Ok so just applied x1 coat of Car Plan bumper wax to all four tyres!

so will report back in a week or so!:thumb:







This is what my neighbour gave me many moons ago!


----------



## Hereisphilly (Nov 17, 2014)

simon burns said:


> Ok so just applied x1 coat of Car Plan bumper wax to all four tyres!
> 
> so will report back in a week or so!:thumb:
> View attachment 46368
> ...


Remembered seeing this thread on durability, sounds like it lasts a while
http://www.detailingworld.co.uk/forum/showthread.php?t=352726


----------



## Kimo (Jun 7, 2013)

simon burns said:


> Ok so just applied x1 coat of Car Plan bumper wax to all four tyres!
> 
> so will report back in a week or so!:thumb:
> View attachment 46368
> ...


That's actually a decent product on trim, wonder what it's like on tyres lol


----------



## Liam85 (Mar 25, 2015)

I have tried a lot and I find Megs Endurance works best. I don't clean and dry my tyres every wash, except with a quick rub with the wheel mitt. So most dressings don't take well except for Endurance.


----------



## Ric325i (May 5, 2015)

+1 Gyeon tyre


----------



## christopherquin (Apr 12, 2016)

Endurance Gel for me, however as stated previously it is horribly greasy.

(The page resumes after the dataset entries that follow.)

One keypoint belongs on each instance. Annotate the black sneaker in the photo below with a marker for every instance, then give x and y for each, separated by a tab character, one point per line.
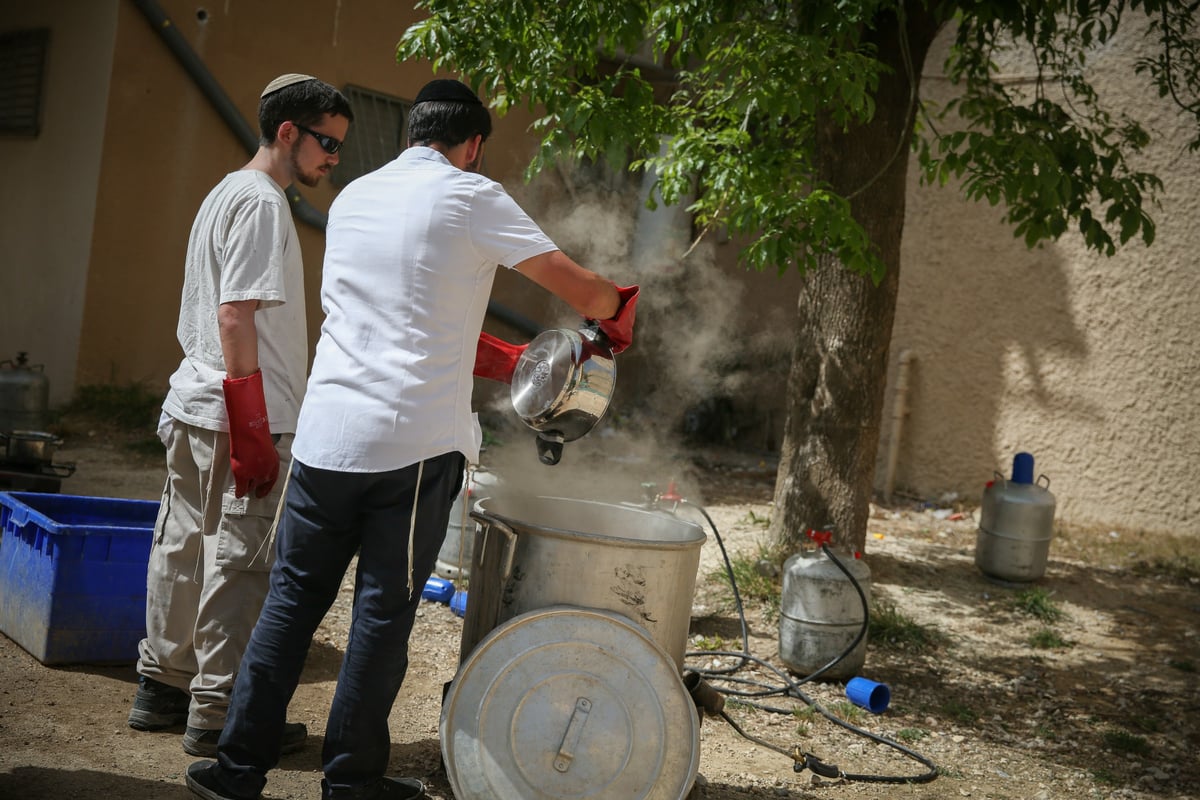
203	782
157	705
389	788
198	741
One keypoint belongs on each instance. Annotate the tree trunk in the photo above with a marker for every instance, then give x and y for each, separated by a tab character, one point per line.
839	366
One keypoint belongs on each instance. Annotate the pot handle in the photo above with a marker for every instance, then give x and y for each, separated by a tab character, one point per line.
510	541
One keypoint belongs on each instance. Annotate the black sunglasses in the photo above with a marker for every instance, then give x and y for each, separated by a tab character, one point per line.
328	143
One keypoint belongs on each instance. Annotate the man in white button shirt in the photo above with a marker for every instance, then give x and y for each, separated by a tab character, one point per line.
384	434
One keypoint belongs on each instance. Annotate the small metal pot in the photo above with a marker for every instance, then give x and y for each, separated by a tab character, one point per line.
562	386
29	446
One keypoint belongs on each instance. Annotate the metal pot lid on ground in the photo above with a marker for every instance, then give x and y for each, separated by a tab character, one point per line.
567	702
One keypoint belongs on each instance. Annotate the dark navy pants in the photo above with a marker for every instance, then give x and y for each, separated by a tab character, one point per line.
328	518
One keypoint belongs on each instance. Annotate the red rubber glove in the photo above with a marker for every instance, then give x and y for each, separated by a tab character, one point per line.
252	456
619	328
496	359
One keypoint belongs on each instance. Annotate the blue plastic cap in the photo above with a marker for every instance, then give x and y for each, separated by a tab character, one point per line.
459	603
438	590
1023	468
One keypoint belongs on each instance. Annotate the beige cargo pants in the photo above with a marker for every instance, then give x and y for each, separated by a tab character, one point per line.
208	571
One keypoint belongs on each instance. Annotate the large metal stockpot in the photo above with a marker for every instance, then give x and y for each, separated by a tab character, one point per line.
29	446
533	552
567	703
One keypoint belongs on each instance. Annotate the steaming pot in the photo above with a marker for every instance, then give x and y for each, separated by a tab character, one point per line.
562	386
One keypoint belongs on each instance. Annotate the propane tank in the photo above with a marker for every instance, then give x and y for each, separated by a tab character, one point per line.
821	614
1015	524
24	395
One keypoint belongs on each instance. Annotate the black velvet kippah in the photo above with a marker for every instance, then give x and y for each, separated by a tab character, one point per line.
447	90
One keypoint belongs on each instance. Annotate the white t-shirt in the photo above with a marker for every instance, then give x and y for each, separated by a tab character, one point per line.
411	253
243	246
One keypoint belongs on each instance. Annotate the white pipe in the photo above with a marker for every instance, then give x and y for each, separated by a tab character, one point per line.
899	411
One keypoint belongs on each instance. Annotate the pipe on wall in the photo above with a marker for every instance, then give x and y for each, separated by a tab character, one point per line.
899	411
301	209
169	34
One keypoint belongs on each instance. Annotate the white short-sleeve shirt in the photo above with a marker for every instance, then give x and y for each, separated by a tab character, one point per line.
411	253
243	246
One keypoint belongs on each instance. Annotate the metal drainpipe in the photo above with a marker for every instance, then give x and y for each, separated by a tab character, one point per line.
220	100
899	410
300	208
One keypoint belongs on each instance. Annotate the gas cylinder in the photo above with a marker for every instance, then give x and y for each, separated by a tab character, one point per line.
24	395
1015	524
821	614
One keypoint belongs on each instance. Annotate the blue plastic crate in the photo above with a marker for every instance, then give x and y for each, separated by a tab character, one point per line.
73	575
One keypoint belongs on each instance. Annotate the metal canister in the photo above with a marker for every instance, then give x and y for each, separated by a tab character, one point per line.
821	613
454	558
1015	524
24	395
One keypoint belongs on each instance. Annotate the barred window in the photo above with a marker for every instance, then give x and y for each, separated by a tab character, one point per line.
377	136
22	65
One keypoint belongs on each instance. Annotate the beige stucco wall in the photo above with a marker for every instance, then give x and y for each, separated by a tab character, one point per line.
1087	362
1091	364
167	146
48	204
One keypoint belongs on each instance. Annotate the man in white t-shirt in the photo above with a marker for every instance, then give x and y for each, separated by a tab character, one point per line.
384	433
229	417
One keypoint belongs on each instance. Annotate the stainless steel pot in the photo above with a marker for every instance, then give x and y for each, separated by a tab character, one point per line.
29	446
537	552
562	386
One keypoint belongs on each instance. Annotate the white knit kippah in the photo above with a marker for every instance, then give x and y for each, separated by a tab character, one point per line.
285	80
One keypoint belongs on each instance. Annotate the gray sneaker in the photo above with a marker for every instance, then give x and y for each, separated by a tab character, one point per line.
157	707
202	743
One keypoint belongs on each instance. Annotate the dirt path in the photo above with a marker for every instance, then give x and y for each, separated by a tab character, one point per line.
1110	713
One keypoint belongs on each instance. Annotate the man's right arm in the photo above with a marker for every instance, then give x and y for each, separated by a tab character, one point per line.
591	295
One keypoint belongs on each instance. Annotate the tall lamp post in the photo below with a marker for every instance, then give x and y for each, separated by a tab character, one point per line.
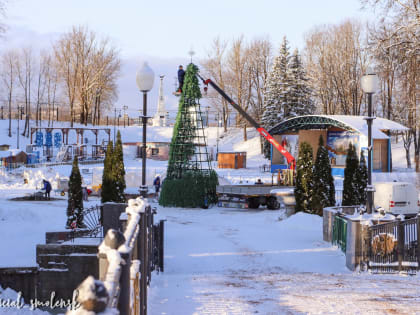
145	79
115	121
369	86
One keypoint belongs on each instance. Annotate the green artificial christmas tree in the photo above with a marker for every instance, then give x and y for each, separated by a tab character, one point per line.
350	190
304	186
324	190
108	191
361	179
118	171
190	181
75	200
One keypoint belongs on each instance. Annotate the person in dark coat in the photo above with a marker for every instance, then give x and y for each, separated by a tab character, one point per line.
47	188
181	74
156	183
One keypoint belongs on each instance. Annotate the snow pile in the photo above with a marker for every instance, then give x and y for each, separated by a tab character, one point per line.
135	207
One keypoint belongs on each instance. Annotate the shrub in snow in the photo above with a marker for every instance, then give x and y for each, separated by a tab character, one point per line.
75	200
304	185
350	187
190	181
113	176
276	92
324	190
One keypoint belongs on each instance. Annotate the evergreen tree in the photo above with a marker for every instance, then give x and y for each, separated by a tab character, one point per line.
299	94
361	179
108	191
324	190
190	181
75	197
275	95
118	171
350	190
304	178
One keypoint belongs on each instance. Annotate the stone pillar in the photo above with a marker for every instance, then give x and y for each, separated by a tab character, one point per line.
328	221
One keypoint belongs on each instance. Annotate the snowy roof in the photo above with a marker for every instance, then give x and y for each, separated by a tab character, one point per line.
356	123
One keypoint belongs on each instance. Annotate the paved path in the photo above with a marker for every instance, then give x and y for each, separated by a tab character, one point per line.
224	261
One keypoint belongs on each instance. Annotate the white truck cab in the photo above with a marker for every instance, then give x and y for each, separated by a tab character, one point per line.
397	197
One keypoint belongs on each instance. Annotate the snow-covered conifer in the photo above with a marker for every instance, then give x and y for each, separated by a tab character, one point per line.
119	171
361	179
324	190
350	189
276	89
299	101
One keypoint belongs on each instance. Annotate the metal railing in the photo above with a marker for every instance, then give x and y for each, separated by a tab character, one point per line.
126	260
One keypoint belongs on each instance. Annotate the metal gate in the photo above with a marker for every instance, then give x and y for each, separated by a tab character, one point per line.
340	233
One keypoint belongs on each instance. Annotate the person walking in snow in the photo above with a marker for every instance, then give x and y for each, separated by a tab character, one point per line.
181	75
47	188
85	193
156	183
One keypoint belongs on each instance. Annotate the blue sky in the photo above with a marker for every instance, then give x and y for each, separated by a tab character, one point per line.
164	31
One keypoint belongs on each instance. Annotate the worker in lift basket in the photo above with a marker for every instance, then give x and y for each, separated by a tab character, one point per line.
156	183
181	75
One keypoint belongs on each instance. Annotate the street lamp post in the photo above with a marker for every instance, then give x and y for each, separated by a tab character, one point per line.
145	79
369	86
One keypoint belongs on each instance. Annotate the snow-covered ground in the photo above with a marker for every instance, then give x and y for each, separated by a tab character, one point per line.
226	261
221	261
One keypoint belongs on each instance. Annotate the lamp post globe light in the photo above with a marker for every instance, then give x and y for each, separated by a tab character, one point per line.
370	82
145	78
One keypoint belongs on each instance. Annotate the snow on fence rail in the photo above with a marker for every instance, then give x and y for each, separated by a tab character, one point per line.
125	264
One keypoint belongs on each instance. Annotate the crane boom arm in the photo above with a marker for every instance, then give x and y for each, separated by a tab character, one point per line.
290	159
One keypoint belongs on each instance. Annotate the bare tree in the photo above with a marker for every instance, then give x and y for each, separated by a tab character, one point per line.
8	77
259	64
402	39
89	67
24	74
335	58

What I do is get a cheap pack of scouring pads from the poundshop use this to apply, it gets right into the tyre and really does work much better.


----------



## Fatboy40 (Apr 15, 2013)

None lasted that long for me, but what changed this was properly cleaning my tyres first. I bought this...

http://www.cleanyourcar.co.uk/wheel.../tuf-shine-tyre-cleaning-brush/prod_1534.html

... and give them a damned good scrub with some Bilberry, then rinse and repeat, and then apply dressing, and the change was night and day. Nasty brown gunge came off of the tyres, there's a technical name for what it is (it's not 'carbon black'), and the dressing now stays on for around a week longer.

I'm using some bargain bin Muc-Off tyre gel at the moment, not great but very cheap, and I get around two weeks on an A road commute.


----------



## s70rjw (Apr 18, 2006)

I've been impressed with Tyromania from Dodo juice. Mines been on 3 weeks and car wheels have been washed 3 times together with plenty of rain. After a wipe down with a wash mitt, tyres are still nice and new looking. Tyres look new as apposed to bring when it's applied.


----------



## marco1980 (Mar 10, 2016)

christopherquin said:


> Endurance Gel for me, however as stated previously it is horribly greasy. What I do is get a cheap pack of scouring pads from the poundshop use this to apply, it gets right into the tyre and really does work much better.


Used to use these as well for applying tyre gel but found the dressing seeps to much into the foam having to throw them out after 1 use.
What I have found to be much better is the foam tile grout sponges you can get from B&Q cut into 4 . The foam is much denser than the cheap scouring pads and doesn't seep through the foam. I'm still using the 1st quarter after a couple of months use.
:thumb:


----------